Overlook the Aveyron river from Najac. This charming medieval city, dominated by its royal fortress, is an unmissable site in the region.
Located between Villefranche-de-Rouergue et Cordes-sur-Ciel in the far west of the Aveyron department, Najac is “One of the Most Beautiful Villages in France”.
An exceptional defensive site
At the entrance of gorges of the Aveyron, Najac is profiled on a promontory dominating more than 150 meters the surrounding valley. Since Antiquity, its privileged position has been envied by people who came to find refuge there and exploit its natural resources.
In the XNUMXth century, the Counts of Toulouse took over the management of a first wooden building and built a stone castle with square towers there. A century and a half later, Alphonse de Poitiers, brother of Saint Louis, built a new fortress there with round towers, an exceptional example of the military art of southwestern France.
Considered impregnable, the fortress offered security to those who wished to settle nearby. Even today, this place offers the calm and beauty of a landscape where water, trees and rocks come together.
An astonishing street-village
Najac has the astonishing particularity of being a village-street developing over nearly 2 kilometers along a rocky ridge. On either side of the main axis, the stalls and dwellings of merchants and craftsmen were once organized. These still present today their elegant stone and half-timbered facades, as well as their surprising schist slate roofs.

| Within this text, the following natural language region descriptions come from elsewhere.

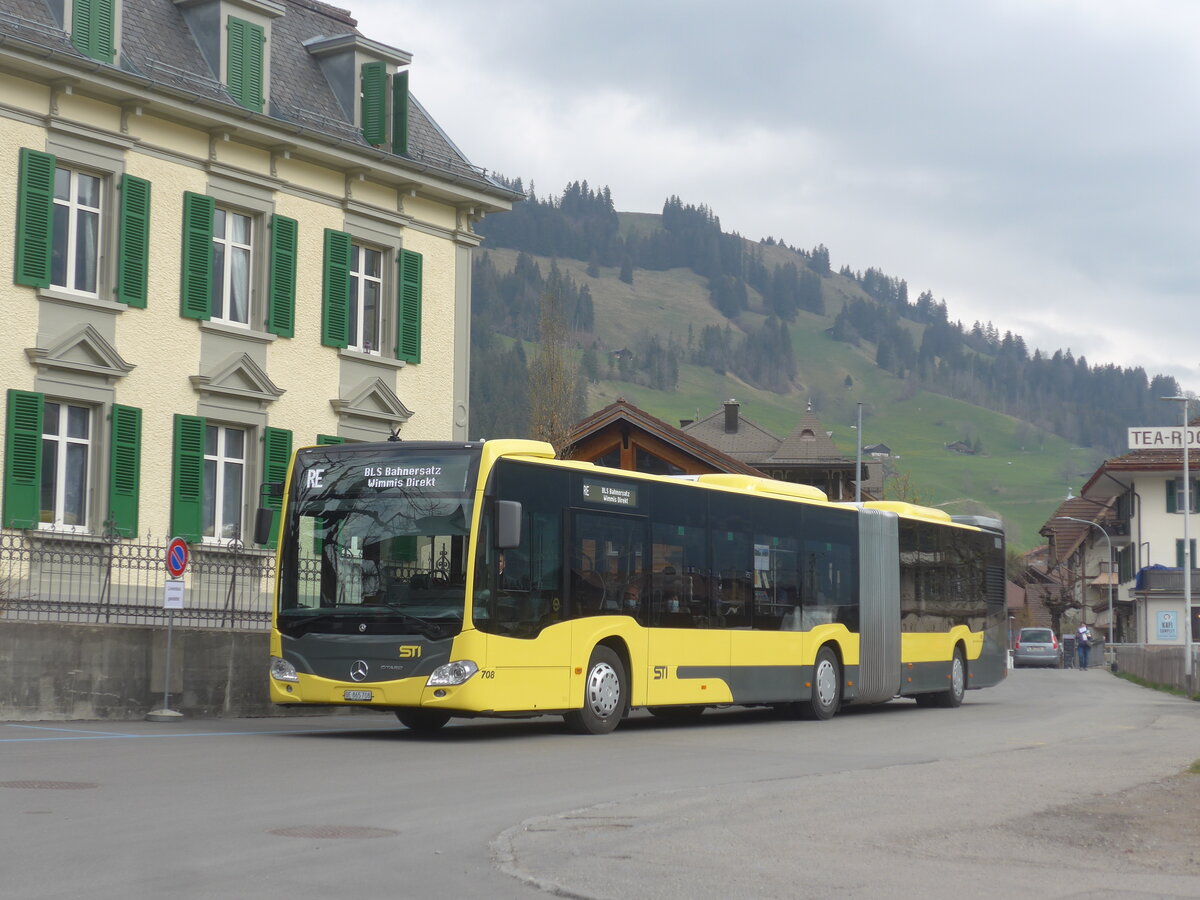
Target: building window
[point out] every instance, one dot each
(66, 454)
(225, 478)
(1175, 496)
(399, 319)
(232, 244)
(76, 241)
(244, 63)
(93, 28)
(366, 299)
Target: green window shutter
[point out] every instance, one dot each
(375, 102)
(335, 318)
(408, 331)
(133, 241)
(244, 63)
(282, 289)
(196, 291)
(35, 219)
(187, 478)
(400, 113)
(23, 460)
(276, 457)
(125, 469)
(91, 28)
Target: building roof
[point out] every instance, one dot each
(809, 443)
(1113, 475)
(1069, 534)
(750, 443)
(622, 411)
(159, 52)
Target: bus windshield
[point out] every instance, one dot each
(379, 535)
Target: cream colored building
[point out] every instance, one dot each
(1146, 532)
(231, 232)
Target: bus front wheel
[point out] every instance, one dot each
(826, 696)
(424, 720)
(604, 695)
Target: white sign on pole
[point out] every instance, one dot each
(1168, 630)
(173, 595)
(1162, 438)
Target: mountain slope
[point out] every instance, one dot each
(1020, 471)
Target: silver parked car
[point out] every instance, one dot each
(1037, 647)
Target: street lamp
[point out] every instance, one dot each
(1187, 547)
(1113, 622)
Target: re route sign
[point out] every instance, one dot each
(1163, 438)
(177, 557)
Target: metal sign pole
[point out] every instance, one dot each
(172, 600)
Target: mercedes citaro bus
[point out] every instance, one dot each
(442, 580)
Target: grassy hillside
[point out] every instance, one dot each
(1020, 474)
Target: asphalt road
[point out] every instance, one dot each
(880, 802)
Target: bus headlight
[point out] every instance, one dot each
(282, 670)
(451, 673)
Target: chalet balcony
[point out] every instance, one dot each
(1161, 580)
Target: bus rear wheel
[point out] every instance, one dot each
(826, 697)
(605, 695)
(953, 697)
(423, 720)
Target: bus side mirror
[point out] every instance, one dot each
(508, 525)
(263, 521)
(264, 517)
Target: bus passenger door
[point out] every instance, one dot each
(607, 580)
(688, 654)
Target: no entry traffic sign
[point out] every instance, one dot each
(177, 557)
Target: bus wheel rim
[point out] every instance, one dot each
(826, 683)
(604, 690)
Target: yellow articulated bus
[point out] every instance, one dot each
(441, 580)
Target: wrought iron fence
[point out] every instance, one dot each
(47, 576)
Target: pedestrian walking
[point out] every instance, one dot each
(1083, 646)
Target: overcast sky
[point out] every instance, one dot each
(1031, 162)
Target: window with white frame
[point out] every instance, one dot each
(225, 480)
(75, 256)
(366, 299)
(232, 257)
(66, 454)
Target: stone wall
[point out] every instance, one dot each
(52, 671)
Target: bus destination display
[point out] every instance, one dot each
(610, 493)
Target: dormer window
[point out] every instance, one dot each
(364, 78)
(245, 49)
(91, 25)
(93, 28)
(235, 40)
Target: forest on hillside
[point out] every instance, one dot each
(913, 340)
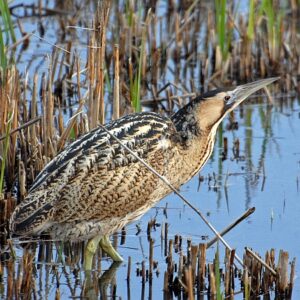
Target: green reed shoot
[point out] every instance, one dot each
(6, 144)
(250, 29)
(223, 34)
(136, 87)
(274, 21)
(6, 33)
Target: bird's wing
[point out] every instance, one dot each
(96, 165)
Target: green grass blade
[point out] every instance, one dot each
(250, 29)
(6, 144)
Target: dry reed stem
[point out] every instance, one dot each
(116, 95)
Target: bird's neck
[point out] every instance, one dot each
(197, 141)
(187, 123)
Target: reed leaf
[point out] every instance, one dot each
(7, 30)
(250, 29)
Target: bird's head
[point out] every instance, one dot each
(212, 107)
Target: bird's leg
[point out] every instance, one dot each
(90, 250)
(106, 245)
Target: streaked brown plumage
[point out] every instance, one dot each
(95, 187)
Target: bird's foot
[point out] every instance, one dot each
(106, 245)
(89, 252)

Borrowed by the pilgrims going to Santiago de Compostela via Conques and Toulouse, this street was once effervescent, with the activity of carters, cutlers, mazeliers, treasurers and other coopers and winegrowers. Today, several craftsmen's shops perpetuate the tradition of this center of commerce and artistic creation.
Remarkable buildings
All along the village stand atypical buildings such as the Griffoul fountain, built in granite at the beginning of the XNUMXth century. A few tens of meters further, rises the great governor's house, a former châtelet now housing the Interpretation Center for the Architecture and Heritage of the Bastides du Rouergue.
Continue walking along the street, pass in front of the old house of the Seneschal and go down again towards the church of Saint John the Evangelist. This building bears witness to the reconquest of the region by the Catholic Church after the crusade against the Albigensian Cathars. Able to accommodate several hundred worshipers, its southern Gothic architecture conceals exceptional furnishings including a processional cross from the XNUMXth century and a sculpted group associating a Christ on the cross of Catalan invoice from the XNUMXth century, the Virgin and Saint John the Evangelist from the XNUMXth century. century.